Er weiß es nicht. Mist! Ich hätte den Mund halten sollen. Die Verbindung zwischen dem Harrison-Feuer und der Mafia ist eine geschützte Information. Ich habe sie von Maddocks bekommen.
Sofort versuchte sie, die Richtung zu wechseln. »Und wenn du meine Mutter und meine Schwester nicht getötet hast, dann sagst du mir besser, wer es war, oder du wirst dafür geradestehen. Zweifacher Mord. Zweimal lebenslänglich. Die Anhörung vor dem Bewährungsausschuss kannst du genauso gut gleich abschreiben, denn du wirst hier drinnen sterben, Semy.«
Er beugte sich vor, ganz nahe zu ihrem Ohr. »Sei vorsichtig, Roksi«, flüsterte er. »Sei sehr vorsichtig.« Dann drehte er sich um und ging zur Tür. »Wache!

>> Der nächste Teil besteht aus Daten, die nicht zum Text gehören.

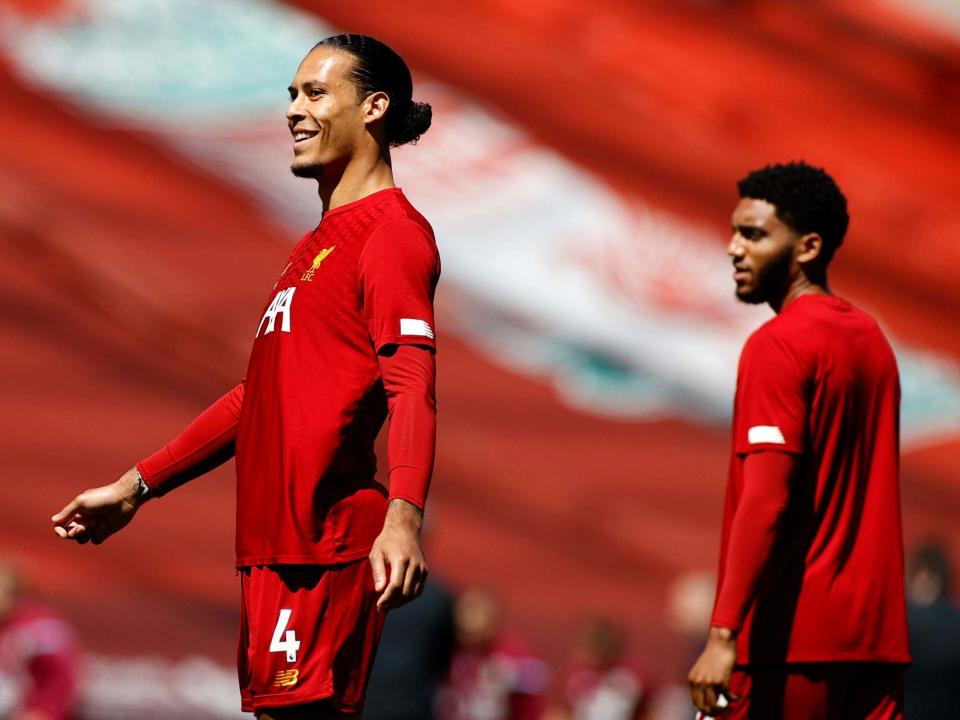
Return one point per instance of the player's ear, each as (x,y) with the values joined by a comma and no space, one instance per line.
(809,248)
(375,106)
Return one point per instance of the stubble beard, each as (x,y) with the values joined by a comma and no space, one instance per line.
(771,280)
(310,170)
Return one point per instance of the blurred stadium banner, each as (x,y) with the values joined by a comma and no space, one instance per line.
(579,176)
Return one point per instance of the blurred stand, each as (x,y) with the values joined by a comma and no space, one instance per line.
(599,683)
(38,657)
(688,611)
(932,679)
(493,675)
(414,657)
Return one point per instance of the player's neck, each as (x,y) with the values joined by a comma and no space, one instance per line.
(801,285)
(362,176)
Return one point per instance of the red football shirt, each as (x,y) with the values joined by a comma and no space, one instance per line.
(820,380)
(313,399)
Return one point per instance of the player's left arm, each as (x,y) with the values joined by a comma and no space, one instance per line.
(773,404)
(767,477)
(408,373)
(399,268)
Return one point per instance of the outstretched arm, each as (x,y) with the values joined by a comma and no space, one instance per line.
(766,490)
(208,441)
(408,377)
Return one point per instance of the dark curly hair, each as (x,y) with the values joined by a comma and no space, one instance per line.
(379,69)
(806,197)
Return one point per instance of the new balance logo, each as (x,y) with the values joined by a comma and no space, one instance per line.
(321,256)
(287,678)
(280,306)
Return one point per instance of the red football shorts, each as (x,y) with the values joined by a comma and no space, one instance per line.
(307,633)
(818,691)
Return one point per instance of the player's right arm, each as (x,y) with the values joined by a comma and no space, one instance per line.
(207,442)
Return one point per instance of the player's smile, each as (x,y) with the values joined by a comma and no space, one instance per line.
(302,136)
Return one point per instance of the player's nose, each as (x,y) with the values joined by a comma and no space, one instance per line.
(735,247)
(295,111)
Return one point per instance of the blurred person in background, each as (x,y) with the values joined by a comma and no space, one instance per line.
(415,652)
(688,609)
(346,339)
(39,655)
(934,677)
(600,684)
(810,616)
(493,675)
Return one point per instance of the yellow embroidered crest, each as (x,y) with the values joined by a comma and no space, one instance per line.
(321,256)
(287,678)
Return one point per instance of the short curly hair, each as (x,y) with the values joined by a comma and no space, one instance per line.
(806,197)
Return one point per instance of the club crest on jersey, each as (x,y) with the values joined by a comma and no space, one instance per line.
(317,261)
(279,306)
(287,678)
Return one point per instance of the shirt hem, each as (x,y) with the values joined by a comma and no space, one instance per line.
(422,340)
(818,657)
(298,559)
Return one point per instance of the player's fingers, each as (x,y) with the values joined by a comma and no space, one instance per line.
(67,512)
(410,580)
(696,694)
(709,699)
(398,570)
(420,583)
(379,571)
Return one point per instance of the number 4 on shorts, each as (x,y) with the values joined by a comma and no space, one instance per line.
(289,644)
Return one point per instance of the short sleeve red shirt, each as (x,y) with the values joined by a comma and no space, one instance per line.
(820,380)
(314,400)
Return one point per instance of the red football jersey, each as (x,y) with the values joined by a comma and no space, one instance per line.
(820,380)
(313,399)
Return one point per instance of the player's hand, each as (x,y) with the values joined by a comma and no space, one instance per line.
(710,675)
(397,548)
(97,513)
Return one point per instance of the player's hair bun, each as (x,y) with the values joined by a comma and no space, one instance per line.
(379,68)
(411,125)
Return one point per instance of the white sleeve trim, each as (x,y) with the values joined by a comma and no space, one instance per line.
(410,326)
(765,434)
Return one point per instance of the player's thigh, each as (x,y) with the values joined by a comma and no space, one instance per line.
(777,692)
(875,692)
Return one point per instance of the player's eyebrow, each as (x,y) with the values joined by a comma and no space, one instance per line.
(292,89)
(744,228)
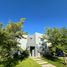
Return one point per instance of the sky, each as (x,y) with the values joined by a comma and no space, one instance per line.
(39,14)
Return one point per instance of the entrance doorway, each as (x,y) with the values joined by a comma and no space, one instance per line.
(32,50)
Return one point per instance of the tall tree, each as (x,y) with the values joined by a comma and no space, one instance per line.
(57,38)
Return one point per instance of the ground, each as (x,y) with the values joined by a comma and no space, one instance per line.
(57,63)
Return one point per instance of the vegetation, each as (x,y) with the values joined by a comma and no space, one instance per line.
(58,39)
(28,63)
(10,52)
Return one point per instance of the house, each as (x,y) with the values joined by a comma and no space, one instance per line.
(33,43)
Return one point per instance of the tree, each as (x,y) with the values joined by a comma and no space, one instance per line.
(58,39)
(8,43)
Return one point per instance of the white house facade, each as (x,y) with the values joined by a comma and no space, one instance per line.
(32,43)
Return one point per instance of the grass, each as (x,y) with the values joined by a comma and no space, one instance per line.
(56,62)
(28,63)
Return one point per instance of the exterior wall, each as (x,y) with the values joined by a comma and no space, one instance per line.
(23,42)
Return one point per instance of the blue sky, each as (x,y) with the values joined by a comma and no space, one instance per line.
(39,14)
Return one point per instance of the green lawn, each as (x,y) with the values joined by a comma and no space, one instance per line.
(57,63)
(28,63)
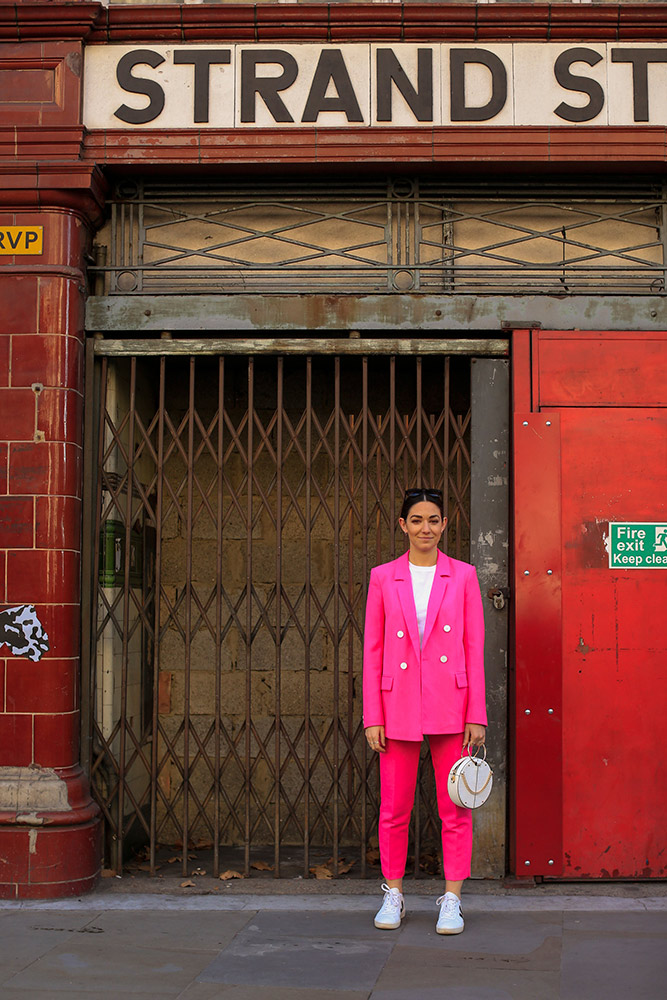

Lassen Sie mich raus!«
»Wer ist er?« , rief Angie ihm nach. »Wer will mich töten?« Der Polizist, der zuvor schon aus dem Überwachungsraum getreten war, kam dem Wunsch des Häftlings nach und führte ihn aus dem Besucherbereich. »Wer war mein Vater, verdammt!«
Er war fort.
Die Tür schloss sich hinter ihm.
Eine Polizistin trat zu ihr. Angie zitterte.
Der Mann, der meine Mutter und Mila getötet hat, ist noch am Leben. Er ist irgendwo da draußen.
Und er will nicht, dass ich nach ihm suche.